La conversion des Jochides à l’islam renforça les liens entre l’impérialisme mongol et l’Egypte mamelouke : l’alliance entre les deux fut de celles qui participèrent à faire du grand échange mongol un phénomène global. Les Jochides établirent également des partenariats commerciaux avec les Russes, les Allemands, les Génois, les Vénitiens, les Byzantins et les Grecs ; et leurs réseaux marchands pouvaient atteindre les Flandres. Si la Horde était projetée sur une carte moderne, elle couvrirait les régions actuelles d’Ukraine, Bulgarie, Moldavie, Azerbaïdjan, Géorgie, Kazakhstan, Ouzbékistan, Turkménistan et Russie – dont le Tatarstan et la Crimée. Son histoire est donc celle d’un héritage en partage. Cet héritage n’appartient à aucun des récits nationaux de ces Etats, récits le plus souvent centrés sur la langue, l’ethnicité et la religion.

Le conflit de succession pour le trône du grand khan éclata dans les années 1260 et mena à la guerre entre les descendants de Gengis Khan. A cette époque, la Horde se sépara définitivement de l’empire et perdit alors de substantielles ressources financières. Sous le règne de Berke Khan, les Jochides durent trouver de nouveaux moyens pour assurer leur sécurité économique et leur autorité politique. Ils forgèrent une entité autonome indépendante du grand khan capable de résister à la pression des opposants mongols.

Le phénomène de globalisation initié par les Mongols entraîna pour les Jochides une explosion de la croissance urbaine à mesure que les populations affluaient. Les dirigeants de la Horde encourageaient ce processus d’urbanisation de la steppe et, dans leur sillage, les élites nomades finançaient la construction d’églises de pierre, de mosquées, de palais et d’exploitations agricoles. Les nomades firent aussi ériger des installations de drainage et d’irrigation pour leurs cités construites le long des fleuves ou des mers intérieures. Dans les années 1360, la lignée des khans jochides issue de Batu s’éteignit, ce qui déboucha sur une période de crise. Il y eut pour commencer les ravages de la Mot noire, une pandémie de peste qui conduisit à un désastre économique, ferma les marchés et vida les cités de la Horde. Si les villes furent abandonnées par les Mongols, ce ne fut pas seulement en raison de la peur de l’épidémie mais aussi par décision collective de repli.
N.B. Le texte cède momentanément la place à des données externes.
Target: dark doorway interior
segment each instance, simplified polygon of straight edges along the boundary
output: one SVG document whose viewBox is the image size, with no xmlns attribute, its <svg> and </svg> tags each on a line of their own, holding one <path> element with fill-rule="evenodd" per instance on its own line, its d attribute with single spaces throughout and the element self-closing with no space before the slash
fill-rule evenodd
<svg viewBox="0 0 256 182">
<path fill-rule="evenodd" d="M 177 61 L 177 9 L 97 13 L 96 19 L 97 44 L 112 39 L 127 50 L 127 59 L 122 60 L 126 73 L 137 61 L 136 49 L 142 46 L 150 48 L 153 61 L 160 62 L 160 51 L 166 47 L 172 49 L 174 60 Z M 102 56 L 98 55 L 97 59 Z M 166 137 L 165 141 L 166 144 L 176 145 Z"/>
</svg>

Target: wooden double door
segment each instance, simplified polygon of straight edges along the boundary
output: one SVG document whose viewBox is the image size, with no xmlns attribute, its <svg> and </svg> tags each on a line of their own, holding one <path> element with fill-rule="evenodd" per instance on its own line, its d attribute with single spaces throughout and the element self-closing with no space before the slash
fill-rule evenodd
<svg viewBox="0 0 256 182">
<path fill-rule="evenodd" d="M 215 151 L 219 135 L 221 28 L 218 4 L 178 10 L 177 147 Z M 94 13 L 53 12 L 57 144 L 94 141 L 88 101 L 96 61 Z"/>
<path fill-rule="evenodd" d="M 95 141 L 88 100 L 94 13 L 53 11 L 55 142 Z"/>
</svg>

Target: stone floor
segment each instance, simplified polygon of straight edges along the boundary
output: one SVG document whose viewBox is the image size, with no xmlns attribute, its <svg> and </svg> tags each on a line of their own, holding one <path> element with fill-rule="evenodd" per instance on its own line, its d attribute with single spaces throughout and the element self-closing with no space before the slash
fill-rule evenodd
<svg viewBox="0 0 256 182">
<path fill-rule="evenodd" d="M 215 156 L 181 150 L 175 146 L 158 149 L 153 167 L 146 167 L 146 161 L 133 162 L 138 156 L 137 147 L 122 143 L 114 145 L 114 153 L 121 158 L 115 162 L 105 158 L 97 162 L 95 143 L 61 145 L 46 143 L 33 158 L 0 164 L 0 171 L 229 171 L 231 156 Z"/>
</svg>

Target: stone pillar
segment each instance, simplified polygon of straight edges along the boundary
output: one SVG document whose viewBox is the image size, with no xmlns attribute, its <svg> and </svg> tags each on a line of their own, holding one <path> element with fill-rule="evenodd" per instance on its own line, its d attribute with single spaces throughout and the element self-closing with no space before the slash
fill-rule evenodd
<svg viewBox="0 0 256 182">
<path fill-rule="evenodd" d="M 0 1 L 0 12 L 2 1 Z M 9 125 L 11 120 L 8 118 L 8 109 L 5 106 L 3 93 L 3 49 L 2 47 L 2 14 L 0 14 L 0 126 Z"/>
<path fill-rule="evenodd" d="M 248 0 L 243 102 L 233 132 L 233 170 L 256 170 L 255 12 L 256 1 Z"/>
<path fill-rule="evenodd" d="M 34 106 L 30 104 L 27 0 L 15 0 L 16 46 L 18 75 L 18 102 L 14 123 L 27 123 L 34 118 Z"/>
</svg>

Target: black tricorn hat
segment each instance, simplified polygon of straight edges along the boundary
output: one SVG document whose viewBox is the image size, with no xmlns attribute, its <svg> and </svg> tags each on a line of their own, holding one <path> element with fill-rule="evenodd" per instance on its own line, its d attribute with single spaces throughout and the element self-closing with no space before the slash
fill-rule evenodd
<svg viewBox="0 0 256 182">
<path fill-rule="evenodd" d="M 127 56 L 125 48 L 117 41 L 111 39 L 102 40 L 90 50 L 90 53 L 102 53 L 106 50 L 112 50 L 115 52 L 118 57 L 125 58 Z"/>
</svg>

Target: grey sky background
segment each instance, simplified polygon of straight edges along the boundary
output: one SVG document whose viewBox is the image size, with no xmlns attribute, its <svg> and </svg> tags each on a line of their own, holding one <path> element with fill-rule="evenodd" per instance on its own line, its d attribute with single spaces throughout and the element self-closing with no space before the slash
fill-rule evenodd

Il s’agissait là d’une stratégie éprouvée par les nomades, mise en pratique à l’échelle de l’empire, tant sur les champs de bataille que dans la vie quotidienne. Leurs manières de vivre et de gouverner, à l’image de leur régime, se révélaient mouvantes, déployables, endurantes. La puissance transformatrice du régime mongol et de la Horde opéra à l’intérieur comme à l’extérieur et changea le monde. En Europe de l’Est, les vassaux jochides ont su unifier des populations disparates qui allaient devenir les peuples que nous connaissons actuellement – ainsi les Bulgares et les Roumains. Aujourd’hui, de nombreuses communautés de Russie et d’Asie centrale continuent de voir dans la Horde le pivot de leur histoire nationale. La Horde façonna la politique de la Russie et de l’Asie centrale, permit à l’islam de s’ancrer solidement dans le Caucase et dans l’est de l’Europe, conduisit les peuples de la steppe vers l’Egypte mamelouke et les Franciscains vers la Crimée et la basse Volga. Le grand échange mongol, dont les Jochides furent les acteurs principaux, érigea un pont entre l’Est et l’Ouest.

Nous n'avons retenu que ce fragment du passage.